The conclusion that election 2005 is all over but for the strained concession speech is, of course, exaggerated. If Ferrer somehow escapes a runoff and goes head to head against Bloomberg with a fairly united party behind him and ethnic history-making ahead, things will look a lot different than they did in today's New York Times poll. The survey has Ferrer at only 29 percent in the primary field—well short of the 40 percent needed to nix the runoff—and losing to Bloomberg 54-32.

Anthony Weiner's campaign crowed about his moving into second place in the poll against Ferrer with 13 percent to Fields' 12 and Miller's 10. But all three get trounced by Bloomberg worse than Freddy. Even among Democrats, Bloomberg wins: Asked for whom they'd vote if the mayor were in the primary, Dems pick Bloomberg over Ferrer 48-19 percent. That's worse than even Ruth Messinger did in a September 1997 Quinnipiac poll, where Democrats favored Rudy Giuliani over Messinger 49-42.
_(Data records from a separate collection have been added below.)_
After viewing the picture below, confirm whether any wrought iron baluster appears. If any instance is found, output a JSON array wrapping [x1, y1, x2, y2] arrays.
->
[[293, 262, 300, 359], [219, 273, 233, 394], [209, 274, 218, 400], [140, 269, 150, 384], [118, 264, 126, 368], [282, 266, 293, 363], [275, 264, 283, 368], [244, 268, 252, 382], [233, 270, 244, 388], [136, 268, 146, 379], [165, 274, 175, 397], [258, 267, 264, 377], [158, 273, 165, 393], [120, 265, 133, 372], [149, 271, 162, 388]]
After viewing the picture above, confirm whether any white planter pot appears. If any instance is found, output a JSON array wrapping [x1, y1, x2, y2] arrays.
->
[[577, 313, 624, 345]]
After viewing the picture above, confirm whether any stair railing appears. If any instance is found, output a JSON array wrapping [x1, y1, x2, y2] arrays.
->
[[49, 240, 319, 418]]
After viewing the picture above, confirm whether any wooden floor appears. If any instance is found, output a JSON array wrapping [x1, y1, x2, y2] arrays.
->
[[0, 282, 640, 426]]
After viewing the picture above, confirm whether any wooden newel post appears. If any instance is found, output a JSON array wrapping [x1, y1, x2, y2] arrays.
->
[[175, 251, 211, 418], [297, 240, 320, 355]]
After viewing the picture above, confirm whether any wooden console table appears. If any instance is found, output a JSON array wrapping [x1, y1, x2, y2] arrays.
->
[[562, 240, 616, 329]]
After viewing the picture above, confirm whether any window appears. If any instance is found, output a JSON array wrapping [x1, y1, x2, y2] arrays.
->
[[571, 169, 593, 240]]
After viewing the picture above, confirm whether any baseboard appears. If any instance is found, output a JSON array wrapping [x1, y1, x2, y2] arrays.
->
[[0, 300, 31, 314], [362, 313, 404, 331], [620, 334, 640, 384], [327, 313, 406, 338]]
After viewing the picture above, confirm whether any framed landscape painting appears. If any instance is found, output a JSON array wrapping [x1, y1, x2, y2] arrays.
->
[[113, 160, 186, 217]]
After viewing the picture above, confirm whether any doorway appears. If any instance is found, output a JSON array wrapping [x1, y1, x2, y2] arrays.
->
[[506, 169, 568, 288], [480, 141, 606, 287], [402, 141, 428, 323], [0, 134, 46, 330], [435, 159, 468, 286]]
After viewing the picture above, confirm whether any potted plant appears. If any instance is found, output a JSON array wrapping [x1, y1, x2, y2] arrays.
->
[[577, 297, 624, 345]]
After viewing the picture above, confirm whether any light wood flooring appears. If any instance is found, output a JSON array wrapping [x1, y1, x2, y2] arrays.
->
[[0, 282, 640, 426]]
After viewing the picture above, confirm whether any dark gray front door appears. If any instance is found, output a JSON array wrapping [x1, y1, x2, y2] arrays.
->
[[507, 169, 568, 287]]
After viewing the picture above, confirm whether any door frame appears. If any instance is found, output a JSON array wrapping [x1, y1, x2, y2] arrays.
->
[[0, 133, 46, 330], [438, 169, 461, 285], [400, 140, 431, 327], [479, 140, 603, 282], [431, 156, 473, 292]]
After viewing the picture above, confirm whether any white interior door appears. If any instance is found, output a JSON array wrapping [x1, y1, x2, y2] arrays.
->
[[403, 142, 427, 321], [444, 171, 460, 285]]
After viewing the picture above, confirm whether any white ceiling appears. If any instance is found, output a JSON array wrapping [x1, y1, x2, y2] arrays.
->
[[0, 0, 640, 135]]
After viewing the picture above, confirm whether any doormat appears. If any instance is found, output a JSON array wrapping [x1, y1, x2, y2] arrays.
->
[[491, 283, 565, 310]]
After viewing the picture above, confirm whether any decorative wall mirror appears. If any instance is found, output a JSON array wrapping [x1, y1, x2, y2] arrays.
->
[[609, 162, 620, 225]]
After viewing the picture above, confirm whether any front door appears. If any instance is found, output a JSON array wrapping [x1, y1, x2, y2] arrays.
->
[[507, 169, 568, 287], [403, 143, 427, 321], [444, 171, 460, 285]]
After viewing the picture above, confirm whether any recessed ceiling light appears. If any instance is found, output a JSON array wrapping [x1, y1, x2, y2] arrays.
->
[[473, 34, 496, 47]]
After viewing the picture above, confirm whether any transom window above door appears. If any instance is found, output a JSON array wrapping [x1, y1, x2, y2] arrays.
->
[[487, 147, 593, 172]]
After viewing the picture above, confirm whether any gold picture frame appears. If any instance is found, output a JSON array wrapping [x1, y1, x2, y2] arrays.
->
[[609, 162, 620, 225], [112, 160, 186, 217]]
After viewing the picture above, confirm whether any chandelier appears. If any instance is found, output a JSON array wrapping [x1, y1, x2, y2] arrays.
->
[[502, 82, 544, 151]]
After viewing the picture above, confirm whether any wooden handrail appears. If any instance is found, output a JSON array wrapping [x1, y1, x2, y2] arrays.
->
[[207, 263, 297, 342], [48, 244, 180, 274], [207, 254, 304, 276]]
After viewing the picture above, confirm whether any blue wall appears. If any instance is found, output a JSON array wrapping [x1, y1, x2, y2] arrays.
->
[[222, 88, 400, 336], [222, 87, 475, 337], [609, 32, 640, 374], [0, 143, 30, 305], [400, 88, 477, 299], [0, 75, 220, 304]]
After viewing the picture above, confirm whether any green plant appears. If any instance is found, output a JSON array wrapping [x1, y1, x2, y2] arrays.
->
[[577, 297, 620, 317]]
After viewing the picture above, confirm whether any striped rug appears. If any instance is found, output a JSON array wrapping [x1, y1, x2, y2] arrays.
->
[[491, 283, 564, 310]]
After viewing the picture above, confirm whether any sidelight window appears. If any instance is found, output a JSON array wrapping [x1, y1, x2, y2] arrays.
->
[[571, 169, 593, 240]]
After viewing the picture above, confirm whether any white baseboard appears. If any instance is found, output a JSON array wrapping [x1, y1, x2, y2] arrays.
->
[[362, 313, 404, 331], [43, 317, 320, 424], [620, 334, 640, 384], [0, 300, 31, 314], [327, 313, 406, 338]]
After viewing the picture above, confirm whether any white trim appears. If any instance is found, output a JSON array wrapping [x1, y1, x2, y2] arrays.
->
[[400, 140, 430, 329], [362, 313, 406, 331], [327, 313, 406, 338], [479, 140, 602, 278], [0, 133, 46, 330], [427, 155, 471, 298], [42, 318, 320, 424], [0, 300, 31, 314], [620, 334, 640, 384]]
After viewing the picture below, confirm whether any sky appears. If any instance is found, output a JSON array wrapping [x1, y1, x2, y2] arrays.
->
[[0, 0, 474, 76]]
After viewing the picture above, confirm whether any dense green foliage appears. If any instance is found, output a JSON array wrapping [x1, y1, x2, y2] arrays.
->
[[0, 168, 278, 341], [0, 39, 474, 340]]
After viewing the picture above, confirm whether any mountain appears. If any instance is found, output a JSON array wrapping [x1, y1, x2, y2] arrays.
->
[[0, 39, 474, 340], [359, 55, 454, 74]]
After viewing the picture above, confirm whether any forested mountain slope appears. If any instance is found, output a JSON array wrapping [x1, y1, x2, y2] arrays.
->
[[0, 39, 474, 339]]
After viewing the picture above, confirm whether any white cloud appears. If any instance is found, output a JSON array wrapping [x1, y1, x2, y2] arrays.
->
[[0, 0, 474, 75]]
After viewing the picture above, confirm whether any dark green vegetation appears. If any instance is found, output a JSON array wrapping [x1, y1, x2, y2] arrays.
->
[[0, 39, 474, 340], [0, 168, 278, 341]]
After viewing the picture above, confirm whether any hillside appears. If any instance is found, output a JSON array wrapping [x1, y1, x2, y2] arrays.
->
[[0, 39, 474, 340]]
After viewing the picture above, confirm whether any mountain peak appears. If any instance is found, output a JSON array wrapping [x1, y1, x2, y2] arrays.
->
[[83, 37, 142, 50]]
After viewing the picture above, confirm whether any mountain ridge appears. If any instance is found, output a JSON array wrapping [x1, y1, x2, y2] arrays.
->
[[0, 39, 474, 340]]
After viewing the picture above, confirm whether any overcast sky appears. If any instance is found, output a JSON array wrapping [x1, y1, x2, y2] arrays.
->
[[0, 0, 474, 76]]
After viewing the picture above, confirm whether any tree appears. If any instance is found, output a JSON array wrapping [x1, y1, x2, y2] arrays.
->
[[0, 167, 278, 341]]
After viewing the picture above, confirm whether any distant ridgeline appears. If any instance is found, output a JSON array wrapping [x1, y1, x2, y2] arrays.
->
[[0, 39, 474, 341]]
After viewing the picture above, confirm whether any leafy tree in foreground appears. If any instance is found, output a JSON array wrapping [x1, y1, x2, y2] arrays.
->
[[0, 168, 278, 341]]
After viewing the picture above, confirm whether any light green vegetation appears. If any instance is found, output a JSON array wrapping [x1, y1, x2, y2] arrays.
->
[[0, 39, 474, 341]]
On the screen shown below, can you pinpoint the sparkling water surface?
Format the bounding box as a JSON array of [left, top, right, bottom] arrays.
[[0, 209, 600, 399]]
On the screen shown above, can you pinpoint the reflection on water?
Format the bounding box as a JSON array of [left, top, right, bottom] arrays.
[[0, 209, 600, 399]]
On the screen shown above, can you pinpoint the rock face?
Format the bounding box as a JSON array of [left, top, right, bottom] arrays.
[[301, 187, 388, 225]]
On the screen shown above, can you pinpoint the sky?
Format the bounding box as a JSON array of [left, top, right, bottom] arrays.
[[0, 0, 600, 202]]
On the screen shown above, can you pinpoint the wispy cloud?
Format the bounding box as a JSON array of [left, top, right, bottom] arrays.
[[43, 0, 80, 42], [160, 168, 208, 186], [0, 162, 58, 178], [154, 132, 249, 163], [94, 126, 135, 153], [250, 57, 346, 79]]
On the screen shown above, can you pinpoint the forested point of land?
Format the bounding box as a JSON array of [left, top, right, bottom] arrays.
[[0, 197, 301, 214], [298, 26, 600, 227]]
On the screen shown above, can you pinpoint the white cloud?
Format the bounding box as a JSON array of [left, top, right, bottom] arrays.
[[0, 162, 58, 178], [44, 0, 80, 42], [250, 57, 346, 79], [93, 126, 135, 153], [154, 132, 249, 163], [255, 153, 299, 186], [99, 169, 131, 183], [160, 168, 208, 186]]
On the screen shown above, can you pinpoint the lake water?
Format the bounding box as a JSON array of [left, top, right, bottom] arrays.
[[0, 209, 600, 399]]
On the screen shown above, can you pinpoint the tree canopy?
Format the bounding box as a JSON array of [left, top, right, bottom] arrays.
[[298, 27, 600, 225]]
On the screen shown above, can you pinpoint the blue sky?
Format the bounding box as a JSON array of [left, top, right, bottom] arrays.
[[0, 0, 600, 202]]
And why not? Things are great here in the big city . . . unless you're one of the 100,000 New Yorkers who slipped into poverty between 2003 and 2004. In data released Tuesday, the Census Bureau reported that New York City's poverty rate went up from 19 percent to 20.3 percent. Of the nine towns in America with a million or more residents, NYC was the only one to see its poverty rate increase.

Now, back to campaign 2005. "It would be nice if the mayoral candidates talked less about tax cuts and rebates and more about realistic strategies for lifting the one out of five New Yorkers who live in poverty into the middle class," said Working Families Party executive director Dan Cantor. After all, as the Gotham Gazette reports, Bloomberg's record on poverty bears close examination. Ferrer lashed out at the mayor over the poverty stats yesterday, and Weiner is unveiling a poverty plan today. But the New York Post didn't even mention the new poverty figures, and the New York Times only referenced the NYC numbers in the 17th graf of a story in the national section. At least the Daily News managed to get in a piece about it.

"For the last four years, the mainstream media has mostly ignored the growing poverty, hunger, and homelessness in the City, as well as attempts by the Public Advocate and the City Council to address these issues," says Joel Berg of the New York City Coalition Against Hunger. "Even when candidates for Mayor have made statements and issued plans about poverty and hunger, they are often ignored my the mainstream media—in favor of coverage of polls, fundraising, and so-called gaffes."

Like this very blog posting—about a poll. Damn, it's contagious!